All the results have to be confirmed multiple times using the oracle, and if there is even one negative response the whole divination begins anew. I was very nervous and excited; I spent the week leading up to it trying to steel myself and open myself up to the possibility of whomever might come through out of the hundreds of gods possible. Imagine my absolute shock when I ended up with two "fathers", Set and Djehuty, in that order. My beloveds are Heru-wer (Horus the Elder) and Aset-Serqet. The next day I received my initiated name in the Kemetic language, Sitjenenitui; Sitjen for short. Using a few dictionaries I've actually managed to write it out in hieroglyphs. :)

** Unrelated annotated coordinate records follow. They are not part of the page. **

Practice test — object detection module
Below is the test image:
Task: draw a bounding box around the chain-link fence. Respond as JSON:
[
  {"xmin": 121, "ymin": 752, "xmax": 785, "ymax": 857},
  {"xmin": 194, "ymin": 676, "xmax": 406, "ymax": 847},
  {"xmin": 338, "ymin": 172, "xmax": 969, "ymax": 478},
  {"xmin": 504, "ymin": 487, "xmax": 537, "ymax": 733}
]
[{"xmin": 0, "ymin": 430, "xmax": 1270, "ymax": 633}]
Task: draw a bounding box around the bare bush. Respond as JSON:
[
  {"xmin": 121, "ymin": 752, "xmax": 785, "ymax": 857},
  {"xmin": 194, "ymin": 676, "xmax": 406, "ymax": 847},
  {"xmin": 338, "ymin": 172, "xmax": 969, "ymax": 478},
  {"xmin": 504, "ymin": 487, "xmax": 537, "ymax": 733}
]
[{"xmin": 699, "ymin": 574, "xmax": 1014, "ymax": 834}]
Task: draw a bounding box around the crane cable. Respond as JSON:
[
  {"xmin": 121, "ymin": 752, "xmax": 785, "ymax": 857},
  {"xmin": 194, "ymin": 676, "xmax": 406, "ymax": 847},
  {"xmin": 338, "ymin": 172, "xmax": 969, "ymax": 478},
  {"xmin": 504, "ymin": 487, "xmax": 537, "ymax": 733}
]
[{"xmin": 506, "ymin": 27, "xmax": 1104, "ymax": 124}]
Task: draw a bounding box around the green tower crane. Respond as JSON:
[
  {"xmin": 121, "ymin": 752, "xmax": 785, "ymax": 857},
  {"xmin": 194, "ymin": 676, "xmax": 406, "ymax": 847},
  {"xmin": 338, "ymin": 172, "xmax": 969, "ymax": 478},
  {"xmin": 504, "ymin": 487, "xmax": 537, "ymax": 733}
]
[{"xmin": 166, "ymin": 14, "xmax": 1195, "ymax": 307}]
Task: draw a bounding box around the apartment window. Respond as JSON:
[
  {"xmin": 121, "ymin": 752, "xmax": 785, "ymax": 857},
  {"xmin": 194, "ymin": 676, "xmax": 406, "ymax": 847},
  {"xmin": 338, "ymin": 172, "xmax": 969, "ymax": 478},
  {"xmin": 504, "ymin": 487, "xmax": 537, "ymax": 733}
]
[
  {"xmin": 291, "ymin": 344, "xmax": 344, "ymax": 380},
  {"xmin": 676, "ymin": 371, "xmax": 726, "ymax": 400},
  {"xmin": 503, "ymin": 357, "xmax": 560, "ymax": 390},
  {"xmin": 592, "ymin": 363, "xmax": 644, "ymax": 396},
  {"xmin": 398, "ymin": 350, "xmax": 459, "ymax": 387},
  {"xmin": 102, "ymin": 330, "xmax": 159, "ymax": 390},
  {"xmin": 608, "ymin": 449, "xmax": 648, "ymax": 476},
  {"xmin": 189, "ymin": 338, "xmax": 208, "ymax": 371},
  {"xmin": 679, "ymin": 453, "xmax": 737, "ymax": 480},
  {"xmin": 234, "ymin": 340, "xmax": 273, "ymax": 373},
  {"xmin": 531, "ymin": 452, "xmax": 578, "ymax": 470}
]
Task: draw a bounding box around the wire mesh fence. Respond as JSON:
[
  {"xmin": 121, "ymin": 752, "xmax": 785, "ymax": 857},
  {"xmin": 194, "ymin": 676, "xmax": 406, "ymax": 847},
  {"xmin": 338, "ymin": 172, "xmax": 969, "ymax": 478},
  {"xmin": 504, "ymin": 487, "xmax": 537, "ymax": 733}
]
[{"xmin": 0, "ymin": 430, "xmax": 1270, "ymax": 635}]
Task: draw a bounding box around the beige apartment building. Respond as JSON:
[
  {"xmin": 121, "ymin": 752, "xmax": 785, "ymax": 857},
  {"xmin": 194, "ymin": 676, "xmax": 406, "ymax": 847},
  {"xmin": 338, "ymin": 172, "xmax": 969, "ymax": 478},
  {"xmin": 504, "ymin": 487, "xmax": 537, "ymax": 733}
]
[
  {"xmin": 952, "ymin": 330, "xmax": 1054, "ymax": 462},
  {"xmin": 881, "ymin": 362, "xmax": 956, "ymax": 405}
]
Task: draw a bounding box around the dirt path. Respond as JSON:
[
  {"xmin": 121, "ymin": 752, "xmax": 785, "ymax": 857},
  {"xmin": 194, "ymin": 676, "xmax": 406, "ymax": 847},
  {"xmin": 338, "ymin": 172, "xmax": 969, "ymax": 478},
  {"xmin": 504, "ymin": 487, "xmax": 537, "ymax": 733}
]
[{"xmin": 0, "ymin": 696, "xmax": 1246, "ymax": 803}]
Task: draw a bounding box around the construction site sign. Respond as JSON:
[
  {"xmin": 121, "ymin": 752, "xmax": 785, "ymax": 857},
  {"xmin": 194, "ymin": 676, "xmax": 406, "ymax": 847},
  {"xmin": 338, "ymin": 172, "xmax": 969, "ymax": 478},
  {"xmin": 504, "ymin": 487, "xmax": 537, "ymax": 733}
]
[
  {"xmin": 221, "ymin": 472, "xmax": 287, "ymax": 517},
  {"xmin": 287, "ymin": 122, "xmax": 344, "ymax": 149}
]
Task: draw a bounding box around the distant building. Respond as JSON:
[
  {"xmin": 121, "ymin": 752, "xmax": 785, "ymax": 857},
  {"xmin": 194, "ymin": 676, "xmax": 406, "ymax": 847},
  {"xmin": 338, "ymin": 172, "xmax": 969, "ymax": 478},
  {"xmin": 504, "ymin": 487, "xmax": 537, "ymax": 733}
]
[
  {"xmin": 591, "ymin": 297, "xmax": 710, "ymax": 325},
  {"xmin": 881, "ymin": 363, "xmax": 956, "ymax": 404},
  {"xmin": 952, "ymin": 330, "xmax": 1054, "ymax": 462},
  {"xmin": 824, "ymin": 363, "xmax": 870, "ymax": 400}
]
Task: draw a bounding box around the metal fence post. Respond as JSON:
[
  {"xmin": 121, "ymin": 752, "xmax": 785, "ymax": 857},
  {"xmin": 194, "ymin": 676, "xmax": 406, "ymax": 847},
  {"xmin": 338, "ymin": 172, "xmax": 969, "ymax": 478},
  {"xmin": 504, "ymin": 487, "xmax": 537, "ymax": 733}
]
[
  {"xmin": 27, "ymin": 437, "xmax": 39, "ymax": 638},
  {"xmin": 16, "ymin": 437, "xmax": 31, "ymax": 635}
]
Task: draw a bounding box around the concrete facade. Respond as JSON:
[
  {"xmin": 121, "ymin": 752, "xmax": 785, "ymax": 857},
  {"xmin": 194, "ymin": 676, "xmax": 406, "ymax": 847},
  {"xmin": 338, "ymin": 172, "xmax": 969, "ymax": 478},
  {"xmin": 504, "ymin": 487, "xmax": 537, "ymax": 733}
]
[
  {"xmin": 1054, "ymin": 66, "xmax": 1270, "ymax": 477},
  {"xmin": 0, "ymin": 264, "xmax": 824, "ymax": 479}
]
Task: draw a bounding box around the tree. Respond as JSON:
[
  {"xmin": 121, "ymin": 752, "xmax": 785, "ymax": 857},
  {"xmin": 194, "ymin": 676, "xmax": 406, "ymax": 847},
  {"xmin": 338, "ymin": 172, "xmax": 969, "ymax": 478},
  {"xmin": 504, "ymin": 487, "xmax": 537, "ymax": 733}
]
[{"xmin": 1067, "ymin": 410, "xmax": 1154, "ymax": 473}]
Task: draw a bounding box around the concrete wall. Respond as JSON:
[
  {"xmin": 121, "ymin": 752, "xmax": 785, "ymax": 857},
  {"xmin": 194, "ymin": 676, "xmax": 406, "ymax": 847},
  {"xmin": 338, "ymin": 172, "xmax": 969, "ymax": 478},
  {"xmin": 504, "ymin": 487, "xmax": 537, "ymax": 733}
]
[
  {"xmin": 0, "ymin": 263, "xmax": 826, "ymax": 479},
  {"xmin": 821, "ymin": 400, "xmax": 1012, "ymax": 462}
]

Whether I eventually leave the community or not is irrelevant when it comes to my relationship with these divine names; I will always treasure and honour them. As for now I am content with what I have found there and am looking forward to the future. To make things easier on myself, I'll use the more Kemetic spellings of names when I want to refer to my practice with ancient Egyptian spirituality and religion, and Greek ones when referring to later Hermetic writings where certain powers are present. Thelema is entirely its own thing with its own spellings, haha; there won't be any doubts about that.